= Godofredo García =

Godofredo García (born in Lima, Peru, November 8, 1888 - July 16, 1970) was a Peruvian mathematician and engineer. He was the author of more than 80 publications covering mathematics, physics, astronomy, astrophysics, and engineering.

==Background==
He studied at the Colegio de Lima, under Pedro A. Labarthe. In 1906 he entered the Faculty of Sciences of the National University of San Marcos, where he received a bachelor's degree (1909) and later his doctorate degree in Mathematical Sciences (1912), with his thesis on "Singular points of flat curves" and "Resistance of Columns of reinforced concrete", respectively. Simultaneously, he studied at the School of Engineers of Peru, now called the National University of Engineering (1908-1910), graduating from Civil engineer in 1911.

From 1912, he taught at the Chorrillos Military School, where he was in charge of the courses of Flat, Descriptive and Analytical Geometry, Infinitesimal Calculus, Rational Mechanics and Exterior Ballistics. He was also professor of Rational Mechanics in the Faculty of Sciences of the University of San Marcos beginning in 1919 and later served as dean (1928-1940). He became Rector (1941-1943). He was also a professor at the School of Engineers corresponding with Albert Einstein.

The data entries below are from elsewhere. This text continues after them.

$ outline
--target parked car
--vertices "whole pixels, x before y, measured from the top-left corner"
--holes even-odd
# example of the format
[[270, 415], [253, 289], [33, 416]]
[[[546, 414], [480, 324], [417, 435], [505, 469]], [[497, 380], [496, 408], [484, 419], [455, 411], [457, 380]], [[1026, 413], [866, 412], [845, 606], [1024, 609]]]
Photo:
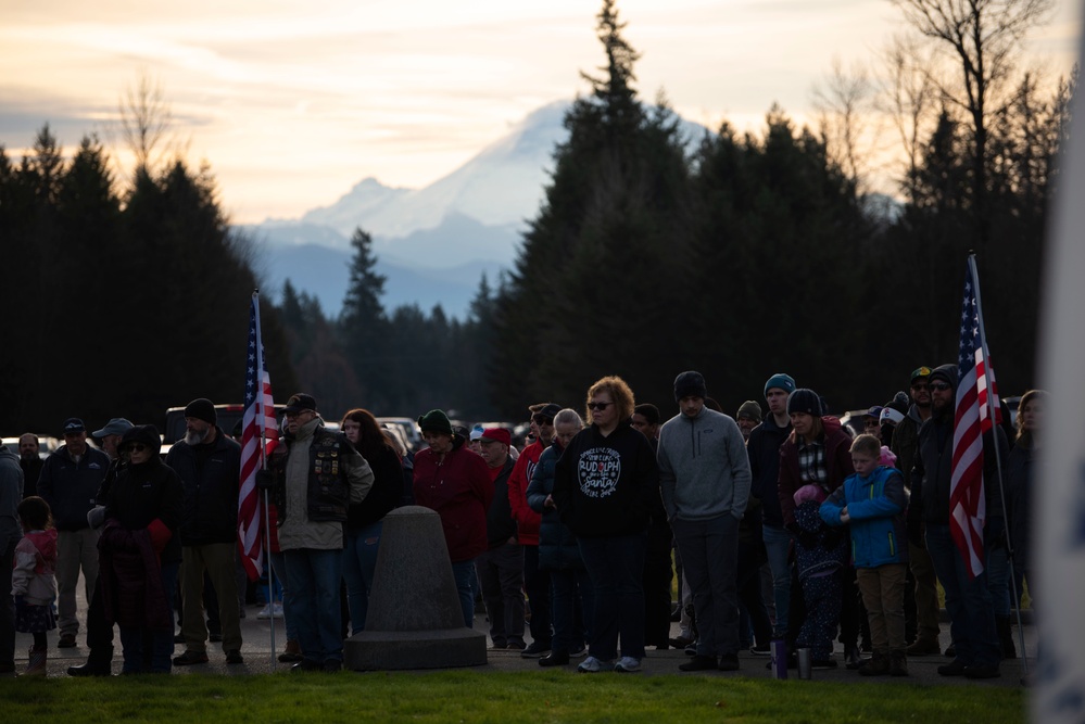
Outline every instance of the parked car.
[[392, 428], [393, 425], [398, 428], [402, 433], [403, 437], [407, 441], [406, 447], [412, 453], [417, 453], [426, 444], [421, 439], [421, 430], [418, 429], [418, 423], [409, 417], [378, 417], [377, 422], [386, 428]]
[[[22, 435], [15, 435], [14, 437], [4, 437], [3, 445], [10, 449], [15, 455], [18, 455], [18, 439]], [[87, 439], [90, 442], [90, 439]], [[38, 435], [38, 457], [45, 460], [47, 457], [52, 455], [58, 447], [64, 444], [63, 440], [59, 440], [51, 435]]]

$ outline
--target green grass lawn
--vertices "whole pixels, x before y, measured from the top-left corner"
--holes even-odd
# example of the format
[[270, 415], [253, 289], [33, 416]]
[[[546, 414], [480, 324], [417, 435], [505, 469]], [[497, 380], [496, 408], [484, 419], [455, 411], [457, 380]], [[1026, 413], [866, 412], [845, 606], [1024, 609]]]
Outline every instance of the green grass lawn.
[[952, 722], [1026, 720], [1020, 688], [571, 672], [0, 682], [8, 722]]

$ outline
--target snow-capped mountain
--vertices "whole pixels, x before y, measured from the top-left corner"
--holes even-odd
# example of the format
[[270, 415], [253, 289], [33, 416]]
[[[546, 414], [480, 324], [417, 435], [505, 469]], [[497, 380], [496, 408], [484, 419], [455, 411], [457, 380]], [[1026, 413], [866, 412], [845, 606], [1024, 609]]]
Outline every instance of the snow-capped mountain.
[[[463, 316], [482, 271], [495, 285], [500, 270], [512, 267], [520, 234], [544, 199], [555, 147], [568, 138], [563, 120], [569, 105], [558, 101], [534, 111], [422, 189], [365, 178], [301, 219], [244, 227], [257, 243], [265, 242], [265, 288], [275, 293], [289, 278], [316, 296], [326, 314], [337, 315], [346, 290], [350, 238], [362, 227], [373, 236], [378, 271], [389, 278], [386, 309], [417, 303], [428, 310], [440, 302], [446, 314]], [[684, 120], [681, 128], [690, 151], [706, 132]]]

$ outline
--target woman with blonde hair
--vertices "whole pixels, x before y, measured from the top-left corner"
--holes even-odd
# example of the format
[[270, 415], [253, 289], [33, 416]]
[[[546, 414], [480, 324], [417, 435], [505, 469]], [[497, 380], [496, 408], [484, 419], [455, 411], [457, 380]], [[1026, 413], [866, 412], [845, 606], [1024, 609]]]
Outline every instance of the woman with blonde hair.
[[[554, 470], [554, 505], [577, 535], [595, 593], [581, 673], [635, 672], [644, 658], [642, 580], [659, 471], [647, 439], [630, 425], [633, 406], [633, 392], [620, 377], [595, 382], [588, 390], [589, 427], [569, 442]], [[619, 636], [621, 658], [615, 662]]]

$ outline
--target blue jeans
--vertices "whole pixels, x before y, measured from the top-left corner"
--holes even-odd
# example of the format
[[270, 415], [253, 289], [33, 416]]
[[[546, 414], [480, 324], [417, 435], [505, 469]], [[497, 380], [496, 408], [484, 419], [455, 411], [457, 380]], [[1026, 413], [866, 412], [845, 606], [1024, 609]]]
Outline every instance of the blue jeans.
[[[162, 564], [162, 590], [166, 596], [166, 601], [174, 599], [178, 570], [180, 570], [180, 561]], [[121, 646], [124, 658], [121, 671], [126, 674], [146, 672], [168, 674], [173, 666], [173, 628], [155, 631], [123, 626], [121, 628]]]
[[373, 574], [377, 570], [377, 550], [380, 548], [380, 532], [384, 521], [378, 520], [365, 528], [346, 532], [346, 548], [343, 550], [343, 580], [346, 581], [346, 601], [351, 612], [351, 633], [365, 630], [365, 617], [369, 610], [369, 592], [373, 590]]
[[1005, 518], [988, 518], [983, 529], [983, 548], [987, 557], [987, 590], [995, 615], [1010, 614], [1010, 558], [1002, 533]]
[[317, 663], [342, 661], [342, 549], [293, 548], [282, 555], [287, 560], [286, 599], [302, 656]]
[[[595, 592], [592, 579], [583, 569], [566, 568], [547, 571], [553, 593], [551, 619], [554, 623], [552, 648], [554, 653], [570, 653], [580, 648], [584, 638], [591, 640], [591, 622], [595, 610]], [[585, 631], [577, 631], [577, 601], [583, 611]], [[532, 618], [534, 615], [532, 614]]]
[[[294, 625], [294, 617], [290, 615], [290, 588], [287, 584], [287, 558], [281, 552], [272, 554], [272, 572], [275, 580], [282, 589], [282, 623], [287, 630], [287, 640], [298, 640], [298, 626]], [[274, 623], [275, 620], [272, 620]]]
[[580, 555], [595, 587], [588, 652], [602, 661], [644, 658], [644, 556], [647, 535], [580, 538]]
[[475, 627], [475, 559], [462, 560], [452, 564], [452, 577], [456, 581], [459, 607], [464, 610], [464, 625]]
[[739, 520], [730, 513], [711, 520], [671, 521], [682, 551], [685, 580], [697, 617], [697, 653], [739, 652]]
[[961, 663], [998, 665], [1001, 648], [995, 633], [986, 571], [969, 579], [968, 567], [949, 533], [949, 525], [926, 525], [926, 549], [946, 592], [949, 631]]
[[791, 552], [791, 531], [786, 528], [761, 528], [761, 539], [765, 541], [769, 570], [772, 571], [772, 605], [777, 609], [773, 638], [787, 637], [787, 610], [791, 608], [791, 563], [787, 562], [787, 554]]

In the 1920s he worked with the Polish mathematician Alfred Rosenblatt in San Marcos. In 1938, together with Rosenblatt and other San Marcos mathematicians, he founded the National Academy of Exact, Physical and Natural Sciences of Peru, an institution that he presided over from 1960 until he died in 1970. He also directed the publication Actas de la Academia".

García was elected to the American Philosophical Society in 1943. He was awarded the national prize for scientific research, in recognition of his contributions in the field of mathematical sciences and his "Exact equations and exact solutions to the movement and stresses of viscous fluids" (1948).

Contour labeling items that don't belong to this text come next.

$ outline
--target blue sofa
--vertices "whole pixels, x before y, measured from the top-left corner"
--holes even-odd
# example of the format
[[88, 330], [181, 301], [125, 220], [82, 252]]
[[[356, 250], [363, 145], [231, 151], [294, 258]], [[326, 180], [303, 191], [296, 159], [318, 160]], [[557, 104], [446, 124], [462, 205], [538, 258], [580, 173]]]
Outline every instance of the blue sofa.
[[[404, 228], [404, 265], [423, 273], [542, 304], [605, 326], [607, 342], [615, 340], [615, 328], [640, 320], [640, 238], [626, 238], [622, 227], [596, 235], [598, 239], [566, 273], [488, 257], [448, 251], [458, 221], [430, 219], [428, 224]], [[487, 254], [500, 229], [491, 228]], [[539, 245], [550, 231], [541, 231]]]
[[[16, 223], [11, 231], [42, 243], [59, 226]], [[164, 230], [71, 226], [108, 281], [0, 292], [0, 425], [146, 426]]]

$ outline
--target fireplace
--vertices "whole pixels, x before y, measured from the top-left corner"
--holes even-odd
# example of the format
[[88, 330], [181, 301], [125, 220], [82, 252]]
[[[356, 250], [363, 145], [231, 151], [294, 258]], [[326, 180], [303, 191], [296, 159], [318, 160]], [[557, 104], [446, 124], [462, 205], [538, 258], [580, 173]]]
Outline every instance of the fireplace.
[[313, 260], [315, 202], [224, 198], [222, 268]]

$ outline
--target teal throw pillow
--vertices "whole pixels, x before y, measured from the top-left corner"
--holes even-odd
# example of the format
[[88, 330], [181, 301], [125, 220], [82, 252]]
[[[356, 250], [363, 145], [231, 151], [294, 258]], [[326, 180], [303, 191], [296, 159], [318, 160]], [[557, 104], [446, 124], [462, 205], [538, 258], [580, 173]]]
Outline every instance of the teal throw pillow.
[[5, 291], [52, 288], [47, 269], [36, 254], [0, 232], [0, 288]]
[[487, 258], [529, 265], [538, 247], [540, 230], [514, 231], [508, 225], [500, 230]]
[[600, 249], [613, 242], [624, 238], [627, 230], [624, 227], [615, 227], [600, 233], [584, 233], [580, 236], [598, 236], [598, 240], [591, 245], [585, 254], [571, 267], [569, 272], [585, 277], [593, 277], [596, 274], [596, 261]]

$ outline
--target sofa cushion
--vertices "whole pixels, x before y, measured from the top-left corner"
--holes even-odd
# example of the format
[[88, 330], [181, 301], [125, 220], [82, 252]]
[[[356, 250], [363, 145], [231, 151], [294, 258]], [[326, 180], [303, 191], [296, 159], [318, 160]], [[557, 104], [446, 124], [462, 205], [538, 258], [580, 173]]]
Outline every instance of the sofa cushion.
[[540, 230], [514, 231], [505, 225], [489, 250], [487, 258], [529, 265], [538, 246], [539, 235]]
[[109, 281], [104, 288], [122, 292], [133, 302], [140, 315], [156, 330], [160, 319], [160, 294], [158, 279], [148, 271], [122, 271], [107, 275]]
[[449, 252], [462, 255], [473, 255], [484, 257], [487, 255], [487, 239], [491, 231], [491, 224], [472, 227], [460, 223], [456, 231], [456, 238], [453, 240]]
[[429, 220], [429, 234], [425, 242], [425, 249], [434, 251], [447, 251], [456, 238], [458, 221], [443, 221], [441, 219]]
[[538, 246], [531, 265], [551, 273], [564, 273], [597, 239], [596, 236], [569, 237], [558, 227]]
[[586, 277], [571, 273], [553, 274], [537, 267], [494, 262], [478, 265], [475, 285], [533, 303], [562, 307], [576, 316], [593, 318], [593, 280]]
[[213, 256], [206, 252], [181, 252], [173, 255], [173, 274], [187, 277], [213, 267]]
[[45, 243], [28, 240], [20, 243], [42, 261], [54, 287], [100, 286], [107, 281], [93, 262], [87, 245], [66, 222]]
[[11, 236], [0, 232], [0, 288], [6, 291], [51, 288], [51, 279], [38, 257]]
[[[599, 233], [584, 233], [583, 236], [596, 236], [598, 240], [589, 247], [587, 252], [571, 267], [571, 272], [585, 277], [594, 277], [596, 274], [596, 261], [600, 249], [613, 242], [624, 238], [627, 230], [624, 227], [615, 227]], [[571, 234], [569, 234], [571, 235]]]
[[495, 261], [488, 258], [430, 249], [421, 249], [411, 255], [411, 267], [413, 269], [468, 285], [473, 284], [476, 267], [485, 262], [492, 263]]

He organized conferences in Lima with the participation of Tullio Levi-Civita, Arthur Compton and Garret Birkhoff, among others. In each conference Godofredo García presented a review of the work of these scientists.

He married Alicia Rendón (Ecuadorian) and fathered four children.

==Bibliography==
- Lessons of Rational Mechanics, UNMSM; 1937.
- On a New Cosmogonic Theory, 1940.
- Algebraic Analysis, Ed. Sanmarti, 1955.